Here's how the algorithm would work step-by-step:

  1. Examine the initial array and concentrate on pairs of neighboring numbers.
  2. Find the 'bigger' number in each pair.
  3. Reduce the bigger number by the value of its smaller neighbor.
  4. Repeat this process, scanning through all pairs of neighbors from start to finish.
  5. Continue applying this reduction strategy repeatedly. Because you are always making other values smaller, this will eventually reduce every value to zero.

Code Implementation

def zero_array_transformation(input_array):
    array_length = len(input_array)

    while True:
        all_zeros = True
        for element in input_array:
            if element != 0:
                all_zeros = False
                break

        if all_zeros:
            break

        for index in range(array_length - 1):
            # Find the 'bigger' number in each pair
            if input_array[index] < input_array[index + 1]:

                # Reduce the bigger number by its smaller neighbor.
                input_array[index + 1] -= input_array[index]

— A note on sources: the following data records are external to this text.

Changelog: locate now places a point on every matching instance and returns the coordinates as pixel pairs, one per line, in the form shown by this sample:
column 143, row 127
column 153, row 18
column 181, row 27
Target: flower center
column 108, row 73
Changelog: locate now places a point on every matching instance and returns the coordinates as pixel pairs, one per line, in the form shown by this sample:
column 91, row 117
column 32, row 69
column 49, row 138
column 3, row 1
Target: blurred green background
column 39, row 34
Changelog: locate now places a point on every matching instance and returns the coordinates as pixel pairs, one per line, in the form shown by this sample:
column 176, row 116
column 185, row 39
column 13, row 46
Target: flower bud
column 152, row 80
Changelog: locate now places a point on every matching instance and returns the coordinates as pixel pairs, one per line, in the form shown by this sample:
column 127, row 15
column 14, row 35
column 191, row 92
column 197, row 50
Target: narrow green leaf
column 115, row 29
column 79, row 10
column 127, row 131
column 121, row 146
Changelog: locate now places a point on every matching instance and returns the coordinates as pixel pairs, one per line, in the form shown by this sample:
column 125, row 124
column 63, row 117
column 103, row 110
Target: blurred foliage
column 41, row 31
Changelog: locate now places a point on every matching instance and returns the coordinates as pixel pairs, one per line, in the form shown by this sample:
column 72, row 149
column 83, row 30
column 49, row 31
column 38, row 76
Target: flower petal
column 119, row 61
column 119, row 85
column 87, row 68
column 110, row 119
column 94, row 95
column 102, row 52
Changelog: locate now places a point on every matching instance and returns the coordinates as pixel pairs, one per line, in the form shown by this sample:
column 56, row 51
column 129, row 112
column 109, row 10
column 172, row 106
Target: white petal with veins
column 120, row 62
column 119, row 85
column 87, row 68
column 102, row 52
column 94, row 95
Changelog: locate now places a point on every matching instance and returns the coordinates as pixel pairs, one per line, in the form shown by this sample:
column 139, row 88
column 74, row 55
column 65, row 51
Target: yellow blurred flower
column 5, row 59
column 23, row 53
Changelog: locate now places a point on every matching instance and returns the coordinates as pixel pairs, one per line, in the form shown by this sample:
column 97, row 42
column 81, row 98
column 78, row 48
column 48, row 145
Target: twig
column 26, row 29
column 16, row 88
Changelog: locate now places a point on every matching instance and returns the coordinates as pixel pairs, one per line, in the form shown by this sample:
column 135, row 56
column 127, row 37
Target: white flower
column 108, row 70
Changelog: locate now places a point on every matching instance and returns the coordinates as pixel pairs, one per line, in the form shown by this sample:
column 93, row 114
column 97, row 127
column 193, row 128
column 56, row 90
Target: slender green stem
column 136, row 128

            elif input_array[index] > input_array[index + 1]:
                input_array[index] -= input_array[index + 1]

    return input_array

Big(O) Analysis

Time Complexity
O(n²)The outer loop implicitly continues until the array is all zeros. In the worst-case scenario, elements might decrease by only a small amount in each pass. The inner loop iterates through the array of n elements to find adjacent pairs. For each pass of the outer loop, the inner loop takes O(n) time. In the worst case, it might take O(n) passes for all elements to become zero, resulting in a total time complexity of O(n * n) which simplifies to O(n²).
Space Complexity
O(1)The algorithm operates in-place, modifying the input array directly. It only uses a few constant space variables such as loop counters or temporary variables to hold values during the reduction process. The amount of extra memory used does not depend on the size of the input array, N. Therefore, the space complexity is constant.

Edge Cases

CaseHow to Handle
Null or empty arrays: nums1 or nums2 is null or has a length of 0.Return true if both are null or empty, otherwise return false as zeroing is impossible.
Arrays of different lengths: nums1 and nums2 have different lengths.Return false because the problem states that they must have the same length to perform swaps.
Array with all zeros: nums1 is already all zeros.Return true immediately since no operations are needed.
Arrays with large values: nums1 and nums2 contain very large numbers (close to Integer.MAX_VALUE).The algorithm uses boolean logic and thus integer overflow isn't a concern; large numbers themselves don't inherently invalidate the solution.
Arrays with negative numbers: nums1 and nums2 contain negative numbers.Negative numbers in nums2 don't affect the logic, as we are concerned if those values can be swapped into nums1.
No possible solution: There is no combination of swaps that can make nums1 all zeros.The algorithm should correctly identify and return false in cases where no such combination exists.
Arrays with duplicate pairs: Multiple indices may require swapping the same values to achieve zeros.The core logic implicitly handles duplicates as each index is processed independently in determining swap possibility.
Arrays with only one element: nums1 and nums2 are both of length 1.Return true if nums1[0] is 0, or if nums2[0] is 0 and nums1[0] is not 0, return false otherwise.